It’s probably happened to all of us: upon receiving a holiday gift from a client, it crosses our minds – is this ethical? On the other end of the question is, is it ethical to give a gift to a client?
In the classic, beloved, attorney answer to both questions – it depends.
The Ethical Rules of Receiving Gifts
Let’s look at what the American Bar Association advises. Rule 1.8 of the ABA Model Rules of Professional Conduct, Paragraph (c), states that, “A lawyer shall not solicit any substantial gift from a client, including a testamentary gift, or prepare on behalf of a client an instrument giving the lawyer or a person related to the lawyer any substantial gift unless the lawyer or another recipient of the gift is related to the client.”
The word “token” plays a substantial role in the meaning of Paragraph (c). Comment  states that “A lawyer may accept a gift from a client if the transaction meets general standards of fairness. For example, a simple gift such as a present given at a holiday or as a token of appreciation is permitted.”
What about substantial gifts? And what exactly is the definition of a substantial gift?
In an article appearing in Bloomberg BNA, Joan Rogers writes about how model state New Hampshire clarifies the meaning of “substantial” and the issue of lawyers accepting gifts from clients. The New Hampshire Bar Association Ethics Committee also found guidance from Section 127(2) of the Restatement of (Third) of the Law Governing Lawyers (2000).
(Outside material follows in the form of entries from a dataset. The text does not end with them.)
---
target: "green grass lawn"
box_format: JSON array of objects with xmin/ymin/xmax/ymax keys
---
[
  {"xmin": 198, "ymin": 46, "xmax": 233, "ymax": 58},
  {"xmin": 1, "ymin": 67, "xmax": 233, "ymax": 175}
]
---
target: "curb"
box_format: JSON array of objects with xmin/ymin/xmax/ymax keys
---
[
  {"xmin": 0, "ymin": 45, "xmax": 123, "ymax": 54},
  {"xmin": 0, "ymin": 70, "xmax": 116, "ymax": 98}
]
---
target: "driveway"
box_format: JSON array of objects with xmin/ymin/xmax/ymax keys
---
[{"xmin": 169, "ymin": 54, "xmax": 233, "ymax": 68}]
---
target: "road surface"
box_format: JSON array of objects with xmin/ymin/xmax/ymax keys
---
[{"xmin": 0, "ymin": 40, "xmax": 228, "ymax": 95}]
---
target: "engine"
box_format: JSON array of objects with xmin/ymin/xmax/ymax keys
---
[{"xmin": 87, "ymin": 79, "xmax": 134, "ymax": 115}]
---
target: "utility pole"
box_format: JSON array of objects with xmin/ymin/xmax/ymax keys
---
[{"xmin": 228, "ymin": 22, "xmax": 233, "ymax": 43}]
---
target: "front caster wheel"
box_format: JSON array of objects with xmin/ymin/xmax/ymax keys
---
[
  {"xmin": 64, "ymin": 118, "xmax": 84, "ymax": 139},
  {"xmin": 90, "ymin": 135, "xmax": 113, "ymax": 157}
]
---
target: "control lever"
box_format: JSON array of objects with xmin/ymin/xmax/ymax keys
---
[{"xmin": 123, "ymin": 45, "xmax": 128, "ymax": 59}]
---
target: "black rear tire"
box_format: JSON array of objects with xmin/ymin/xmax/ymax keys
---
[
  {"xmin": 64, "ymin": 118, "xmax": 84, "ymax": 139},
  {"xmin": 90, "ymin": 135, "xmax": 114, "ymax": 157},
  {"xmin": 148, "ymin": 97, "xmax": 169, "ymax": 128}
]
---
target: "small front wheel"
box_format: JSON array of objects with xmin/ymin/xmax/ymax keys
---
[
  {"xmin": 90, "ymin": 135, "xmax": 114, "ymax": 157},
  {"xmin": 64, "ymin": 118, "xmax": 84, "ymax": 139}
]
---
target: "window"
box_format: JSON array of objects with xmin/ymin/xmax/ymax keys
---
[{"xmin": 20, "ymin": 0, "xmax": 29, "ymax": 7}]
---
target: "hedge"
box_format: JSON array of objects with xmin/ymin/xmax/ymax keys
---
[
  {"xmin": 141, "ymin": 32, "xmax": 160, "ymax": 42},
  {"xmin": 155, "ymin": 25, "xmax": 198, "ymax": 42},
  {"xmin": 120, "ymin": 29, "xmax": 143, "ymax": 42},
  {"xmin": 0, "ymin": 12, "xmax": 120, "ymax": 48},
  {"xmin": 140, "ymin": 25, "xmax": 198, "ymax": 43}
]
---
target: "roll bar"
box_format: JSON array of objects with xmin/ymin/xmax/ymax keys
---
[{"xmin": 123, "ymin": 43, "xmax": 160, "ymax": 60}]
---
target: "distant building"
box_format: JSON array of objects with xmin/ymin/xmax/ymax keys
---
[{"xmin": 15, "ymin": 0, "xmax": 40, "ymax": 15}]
The committee found that a gift giver’s financial situation regarding wealth factors in determining whether a gift is substantial.
The committee also looked to the Commentaries on the Model Rules of Professional Conduct (4th ed. 2006), by the American College of Trust and Estate Counsel for guidance. That publication suggested that “substantial” includes the financial situation of both the client and the attorney.
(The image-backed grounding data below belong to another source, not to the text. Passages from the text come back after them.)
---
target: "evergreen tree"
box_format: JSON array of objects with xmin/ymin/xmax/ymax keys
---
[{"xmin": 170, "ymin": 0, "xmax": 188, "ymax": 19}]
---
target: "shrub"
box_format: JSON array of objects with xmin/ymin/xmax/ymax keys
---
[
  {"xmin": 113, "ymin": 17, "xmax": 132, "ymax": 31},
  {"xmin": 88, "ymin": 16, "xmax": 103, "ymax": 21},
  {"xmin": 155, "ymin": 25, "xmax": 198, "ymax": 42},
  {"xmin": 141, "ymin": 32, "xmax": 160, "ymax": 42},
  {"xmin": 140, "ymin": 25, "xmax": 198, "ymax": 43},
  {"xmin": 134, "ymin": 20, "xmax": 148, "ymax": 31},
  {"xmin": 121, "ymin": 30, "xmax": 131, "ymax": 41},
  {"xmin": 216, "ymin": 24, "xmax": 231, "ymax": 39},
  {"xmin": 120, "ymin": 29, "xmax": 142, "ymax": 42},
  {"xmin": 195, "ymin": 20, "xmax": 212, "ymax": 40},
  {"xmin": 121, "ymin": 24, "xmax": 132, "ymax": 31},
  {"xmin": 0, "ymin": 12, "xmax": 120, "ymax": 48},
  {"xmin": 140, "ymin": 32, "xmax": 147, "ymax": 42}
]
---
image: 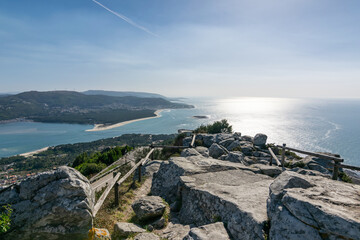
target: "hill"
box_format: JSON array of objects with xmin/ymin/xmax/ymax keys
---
[
  {"xmin": 0, "ymin": 91, "xmax": 193, "ymax": 125},
  {"xmin": 83, "ymin": 90, "xmax": 166, "ymax": 99}
]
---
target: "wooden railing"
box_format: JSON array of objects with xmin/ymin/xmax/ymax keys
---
[
  {"xmin": 267, "ymin": 143, "xmax": 360, "ymax": 180},
  {"xmin": 92, "ymin": 148, "xmax": 155, "ymax": 217},
  {"xmin": 91, "ymin": 132, "xmax": 199, "ymax": 217}
]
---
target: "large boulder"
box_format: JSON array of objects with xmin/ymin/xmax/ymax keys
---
[
  {"xmin": 218, "ymin": 138, "xmax": 236, "ymax": 149},
  {"xmin": 239, "ymin": 141, "xmax": 255, "ymax": 156},
  {"xmin": 131, "ymin": 196, "xmax": 166, "ymax": 221},
  {"xmin": 201, "ymin": 135, "xmax": 216, "ymax": 148},
  {"xmin": 159, "ymin": 222, "xmax": 191, "ymax": 240},
  {"xmin": 226, "ymin": 140, "xmax": 241, "ymax": 151},
  {"xmin": 223, "ymin": 151, "xmax": 245, "ymax": 163},
  {"xmin": 195, "ymin": 147, "xmax": 209, "ymax": 158},
  {"xmin": 135, "ymin": 160, "xmax": 162, "ymax": 180},
  {"xmin": 241, "ymin": 135, "xmax": 254, "ymax": 142},
  {"xmin": 184, "ymin": 222, "xmax": 231, "ymax": 240},
  {"xmin": 0, "ymin": 166, "xmax": 94, "ymax": 240},
  {"xmin": 267, "ymin": 171, "xmax": 360, "ymax": 240},
  {"xmin": 208, "ymin": 143, "xmax": 228, "ymax": 159},
  {"xmin": 215, "ymin": 133, "xmax": 233, "ymax": 143},
  {"xmin": 179, "ymin": 169, "xmax": 273, "ymax": 240},
  {"xmin": 253, "ymin": 133, "xmax": 267, "ymax": 147},
  {"xmin": 151, "ymin": 156, "xmax": 260, "ymax": 203},
  {"xmin": 113, "ymin": 222, "xmax": 145, "ymax": 238},
  {"xmin": 181, "ymin": 148, "xmax": 201, "ymax": 158}
]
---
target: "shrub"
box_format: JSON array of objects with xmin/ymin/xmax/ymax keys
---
[
  {"xmin": 0, "ymin": 205, "xmax": 12, "ymax": 233},
  {"xmin": 194, "ymin": 119, "xmax": 233, "ymax": 134}
]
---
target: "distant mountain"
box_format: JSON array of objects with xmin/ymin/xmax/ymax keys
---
[
  {"xmin": 0, "ymin": 91, "xmax": 193, "ymax": 125},
  {"xmin": 83, "ymin": 90, "xmax": 167, "ymax": 99}
]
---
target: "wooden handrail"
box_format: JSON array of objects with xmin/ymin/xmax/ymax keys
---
[
  {"xmin": 191, "ymin": 134, "xmax": 197, "ymax": 148},
  {"xmin": 93, "ymin": 172, "xmax": 121, "ymax": 216},
  {"xmin": 90, "ymin": 164, "xmax": 124, "ymax": 183},
  {"xmin": 268, "ymin": 147, "xmax": 281, "ymax": 166},
  {"xmin": 276, "ymin": 145, "xmax": 344, "ymax": 162},
  {"xmin": 117, "ymin": 148, "xmax": 155, "ymax": 185}
]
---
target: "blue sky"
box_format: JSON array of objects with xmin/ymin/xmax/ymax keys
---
[{"xmin": 0, "ymin": 0, "xmax": 359, "ymax": 98}]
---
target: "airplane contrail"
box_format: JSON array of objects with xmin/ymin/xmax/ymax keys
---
[{"xmin": 92, "ymin": 0, "xmax": 159, "ymax": 37}]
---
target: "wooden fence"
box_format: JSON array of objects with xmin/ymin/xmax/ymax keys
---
[{"xmin": 268, "ymin": 143, "xmax": 360, "ymax": 180}]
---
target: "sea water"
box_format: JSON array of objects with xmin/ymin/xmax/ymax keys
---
[{"xmin": 0, "ymin": 97, "xmax": 359, "ymax": 166}]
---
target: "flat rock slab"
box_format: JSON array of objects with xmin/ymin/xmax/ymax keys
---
[
  {"xmin": 179, "ymin": 169, "xmax": 273, "ymax": 240},
  {"xmin": 132, "ymin": 196, "xmax": 166, "ymax": 221},
  {"xmin": 184, "ymin": 222, "xmax": 231, "ymax": 240},
  {"xmin": 268, "ymin": 171, "xmax": 360, "ymax": 240},
  {"xmin": 151, "ymin": 156, "xmax": 260, "ymax": 203},
  {"xmin": 133, "ymin": 232, "xmax": 160, "ymax": 240},
  {"xmin": 113, "ymin": 222, "xmax": 145, "ymax": 238}
]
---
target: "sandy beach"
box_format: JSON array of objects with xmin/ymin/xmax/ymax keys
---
[
  {"xmin": 20, "ymin": 147, "xmax": 49, "ymax": 157},
  {"xmin": 86, "ymin": 109, "xmax": 164, "ymax": 132}
]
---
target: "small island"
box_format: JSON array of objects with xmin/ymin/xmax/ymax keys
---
[{"xmin": 192, "ymin": 115, "xmax": 209, "ymax": 119}]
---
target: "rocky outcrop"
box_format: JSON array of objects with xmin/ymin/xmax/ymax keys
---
[
  {"xmin": 179, "ymin": 169, "xmax": 273, "ymax": 239},
  {"xmin": 184, "ymin": 222, "xmax": 231, "ymax": 240},
  {"xmin": 113, "ymin": 222, "xmax": 145, "ymax": 238},
  {"xmin": 0, "ymin": 166, "xmax": 93, "ymax": 240},
  {"xmin": 267, "ymin": 171, "xmax": 360, "ymax": 240},
  {"xmin": 151, "ymin": 156, "xmax": 260, "ymax": 203},
  {"xmin": 131, "ymin": 196, "xmax": 166, "ymax": 221}
]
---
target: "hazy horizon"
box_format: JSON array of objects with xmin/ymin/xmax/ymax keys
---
[{"xmin": 1, "ymin": 0, "xmax": 359, "ymax": 98}]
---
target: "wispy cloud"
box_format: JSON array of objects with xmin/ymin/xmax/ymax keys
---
[{"xmin": 92, "ymin": 0, "xmax": 159, "ymax": 37}]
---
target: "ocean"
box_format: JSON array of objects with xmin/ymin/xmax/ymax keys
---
[{"xmin": 0, "ymin": 97, "xmax": 359, "ymax": 166}]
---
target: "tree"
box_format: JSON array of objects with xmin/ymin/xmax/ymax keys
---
[{"xmin": 194, "ymin": 119, "xmax": 233, "ymax": 134}]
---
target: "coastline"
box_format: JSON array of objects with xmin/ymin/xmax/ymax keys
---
[
  {"xmin": 86, "ymin": 109, "xmax": 164, "ymax": 132},
  {"xmin": 19, "ymin": 147, "xmax": 49, "ymax": 157}
]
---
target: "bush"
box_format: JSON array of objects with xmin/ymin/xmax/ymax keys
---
[
  {"xmin": 75, "ymin": 162, "xmax": 107, "ymax": 177},
  {"xmin": 194, "ymin": 119, "xmax": 233, "ymax": 134},
  {"xmin": 0, "ymin": 205, "xmax": 12, "ymax": 233}
]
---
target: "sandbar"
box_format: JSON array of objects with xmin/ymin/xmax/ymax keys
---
[
  {"xmin": 20, "ymin": 147, "xmax": 49, "ymax": 157},
  {"xmin": 86, "ymin": 109, "xmax": 164, "ymax": 132}
]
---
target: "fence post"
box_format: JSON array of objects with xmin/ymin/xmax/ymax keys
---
[
  {"xmin": 270, "ymin": 155, "xmax": 273, "ymax": 166},
  {"xmin": 138, "ymin": 164, "xmax": 142, "ymax": 182},
  {"xmin": 332, "ymin": 162, "xmax": 339, "ymax": 180},
  {"xmin": 113, "ymin": 172, "xmax": 119, "ymax": 206},
  {"xmin": 281, "ymin": 143, "xmax": 286, "ymax": 171}
]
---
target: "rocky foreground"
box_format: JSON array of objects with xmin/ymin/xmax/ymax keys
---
[{"xmin": 0, "ymin": 132, "xmax": 359, "ymax": 240}]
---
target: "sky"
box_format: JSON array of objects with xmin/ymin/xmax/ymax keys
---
[{"xmin": 0, "ymin": 0, "xmax": 359, "ymax": 98}]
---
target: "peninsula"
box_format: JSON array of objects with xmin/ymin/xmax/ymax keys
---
[{"xmin": 0, "ymin": 91, "xmax": 193, "ymax": 126}]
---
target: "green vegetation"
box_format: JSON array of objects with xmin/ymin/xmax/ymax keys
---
[
  {"xmin": 0, "ymin": 91, "xmax": 193, "ymax": 125},
  {"xmin": 0, "ymin": 134, "xmax": 176, "ymax": 175},
  {"xmin": 0, "ymin": 205, "xmax": 12, "ymax": 233},
  {"xmin": 339, "ymin": 172, "xmax": 352, "ymax": 183},
  {"xmin": 194, "ymin": 119, "xmax": 233, "ymax": 134},
  {"xmin": 73, "ymin": 146, "xmax": 132, "ymax": 177}
]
According to Paragraph (c), nothing prevents lawyers accepting gifts from clients, whether testamentary or that requires the attorney to prepare an instrument if the client is related to the attorney. “Related” includes “a spouse, child, grandchild, parent, grandparent or other relative or individual with whom the lawyer or the client maintains a close, familial relationship.”
Ethical Implications of Gift-Giving
Can a lawyer give a client a gift? Rule 1.8 of the ABA Model Rules of Professional Conduct does not address gifts from an attorney to a client per se, but does state in Paragraph (e) that, “A lawyer shall not provide financial assistance to a client in connection with pending or contemplated litigation, except that: (1) a lawyer may advance court costs and expenses of litigation, the repayment of which may be contingent on the outcome of the matter; and (2) a lawyer representing an indigent client may pay court costs and expenses of litigation on behalf of the client.”
As far as what could be construed as a financial gift from someone other than the client, Paragraph (f) of the ABA Model Rules of Professional Conduct states that “ A lawyer shall not accept compensation for representing a client from one other than the client unless: (1) the client gives informed consent; (2) there is no interference with the lawyer’s independence of professional judgment or with the client-lawyer relationship; and (3) information relating to representation of a client is protected as required by Rule 1.6.”
Although – in general – a lawyer is not barred from receiving or giving a holiday gift, to avoid possible awkward moment, it’s a good idea for the law firm to draw up a policy on gift-giving. Having a policy would give an attorney an “out” if a client chose to gift her with an overly expensive gift. It would also help draw boundaries for attorneys who choose to give a gift.